Blue Cross Blue Shield plans have collected billions of dollars in profit in the first six months of this year, putting 2018 on track to be one of the most lucrative years for the Blues since the Affordable Care Act marketplaces went live in 2014.

The big picture: Premiums have vastly outpaced the claims that the health insurers had to pay out to hospitals and doctors. But the Blues also have benefited from the Republican law that cut corporate taxes — with several companies incurring no federal taxes or even getting rebates.

By the numbers: Axios reviewed the financial statements of 25 Blue Cross Blue Shield affiliates, which have a lot of negotiating and brand power in their respective states. Outside of Anthem and Highmark Health, the documents only factor in what the Blues companies made from fully insured health plans, and not what they made in administrative fees from self-insured employers.

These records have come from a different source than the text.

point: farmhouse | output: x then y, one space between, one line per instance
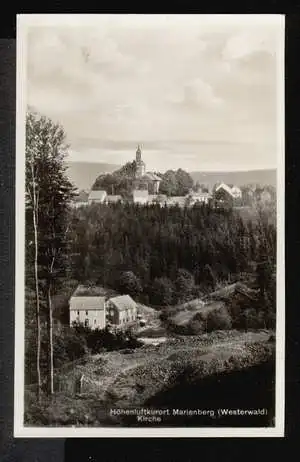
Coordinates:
140 196
226 194
179 201
121 310
198 197
97 197
88 310
80 199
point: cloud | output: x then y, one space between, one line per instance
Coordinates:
155 83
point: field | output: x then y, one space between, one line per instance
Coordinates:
122 379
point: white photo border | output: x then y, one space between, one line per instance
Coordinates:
23 23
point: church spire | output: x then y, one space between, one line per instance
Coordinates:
138 154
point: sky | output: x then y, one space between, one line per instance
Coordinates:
195 92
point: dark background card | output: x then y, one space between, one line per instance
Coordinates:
92 450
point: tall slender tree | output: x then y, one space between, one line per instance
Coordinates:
49 195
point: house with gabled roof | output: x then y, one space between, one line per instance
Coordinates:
113 199
88 311
140 196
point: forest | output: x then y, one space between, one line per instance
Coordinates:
173 183
165 256
161 256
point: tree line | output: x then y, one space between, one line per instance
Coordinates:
161 256
167 255
122 181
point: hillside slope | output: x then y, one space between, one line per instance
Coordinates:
261 177
84 174
142 377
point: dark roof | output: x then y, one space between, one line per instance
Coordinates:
123 302
87 303
82 196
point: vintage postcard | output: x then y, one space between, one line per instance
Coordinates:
150 226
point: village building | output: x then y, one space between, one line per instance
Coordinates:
121 310
80 199
88 311
148 181
198 197
113 199
263 195
227 195
160 199
97 197
140 196
179 201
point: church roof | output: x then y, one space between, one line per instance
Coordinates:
151 176
140 193
97 195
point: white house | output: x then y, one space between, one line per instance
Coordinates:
180 201
88 310
198 197
97 197
236 192
121 310
113 199
233 191
140 196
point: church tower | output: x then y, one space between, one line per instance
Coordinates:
140 165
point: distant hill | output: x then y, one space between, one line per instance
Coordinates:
262 177
84 174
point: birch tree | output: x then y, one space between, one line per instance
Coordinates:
49 195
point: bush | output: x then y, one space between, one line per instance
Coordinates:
218 320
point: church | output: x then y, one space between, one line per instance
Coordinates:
148 181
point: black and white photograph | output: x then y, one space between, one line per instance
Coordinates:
150 296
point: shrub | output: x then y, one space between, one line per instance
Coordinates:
218 320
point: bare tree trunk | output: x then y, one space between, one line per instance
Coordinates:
50 341
36 279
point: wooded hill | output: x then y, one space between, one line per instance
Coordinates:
121 181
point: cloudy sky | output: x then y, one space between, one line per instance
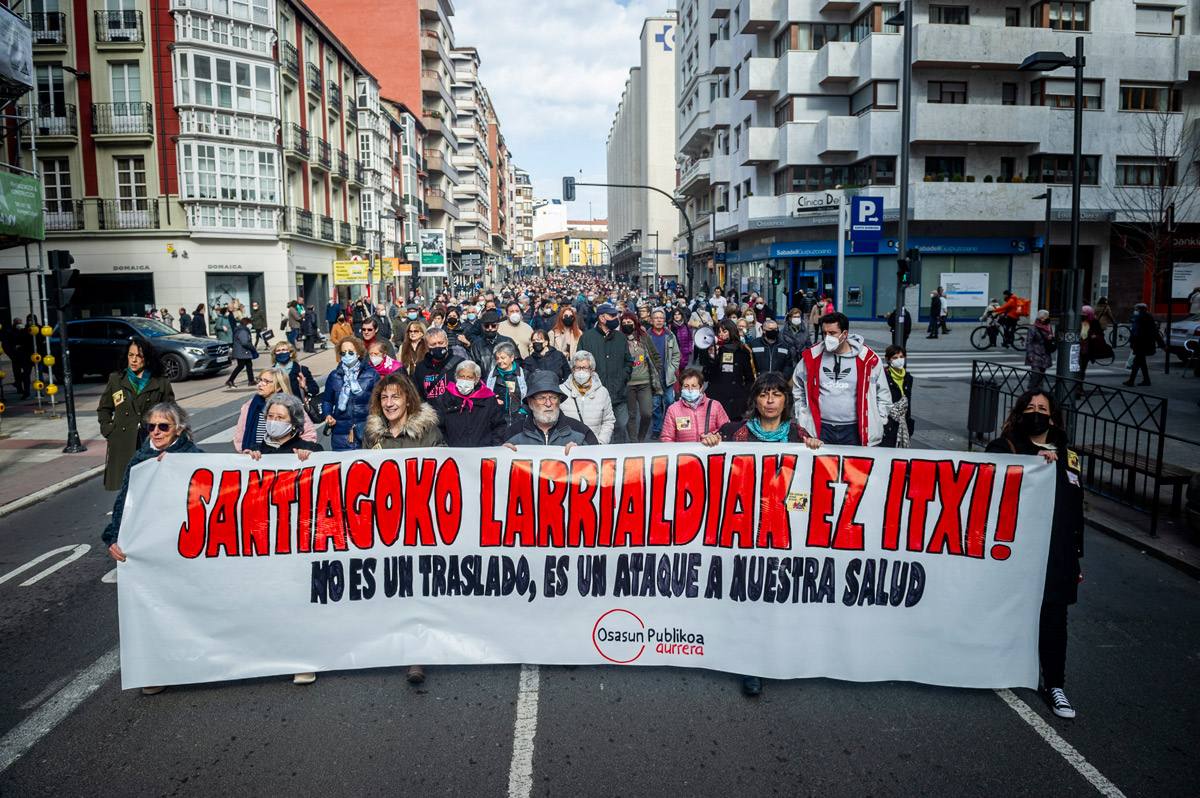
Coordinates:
555 70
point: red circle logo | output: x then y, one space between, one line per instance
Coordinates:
619 636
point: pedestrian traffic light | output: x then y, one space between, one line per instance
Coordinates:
60 262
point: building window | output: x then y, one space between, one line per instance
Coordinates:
1060 93
1056 168
1145 172
1150 97
1155 19
940 167
875 95
949 15
948 91
1061 16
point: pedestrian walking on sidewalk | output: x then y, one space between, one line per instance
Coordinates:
131 391
1035 427
244 352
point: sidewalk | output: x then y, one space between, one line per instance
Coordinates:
31 457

  • Cumulatively, those Blues insurers made $8.6 billion in profit during the first six months of this year — a 42% increase from the same period in 2017.
  • The ACA's individual marketplaces remain profitable for nearly every Blues insurer.
  • Health Care Service Corp., the Chicago-based parent of Blue Cross Blue Shield insurers in five states, had the highest six-month net profit, at more than $2.9 billion.
  • HCSC did not incur any federal tax liability, and instead registered $833 million in tax credits as income since the start of this year. Update: The company said it "will/have receive(d) benefits as a result of the new tax laws" and argued the "seasonality in our business...causes earnings to be weighted toward the first half of the year."
  • Other Blues plans similarly paid either no corporate taxes or got refunds. Blue Cross Blue Shield of Michigan recorded a $156 million tax gift in the first half of 2018 thanks to the tax law's repeal of the corporate alternative minimum tax. AMT credits "are being reported as statutory income and will be reported this way through 2021," a spokeswoman said.

Between the lines: These data suggest the Blues have raised premiums well beyond what they thought they'd ultimately pay to providers, and the tax law will be a boon for them for years to come.

The big question: Given their huge cash flows, how will Blues plans handle premiums for 2019?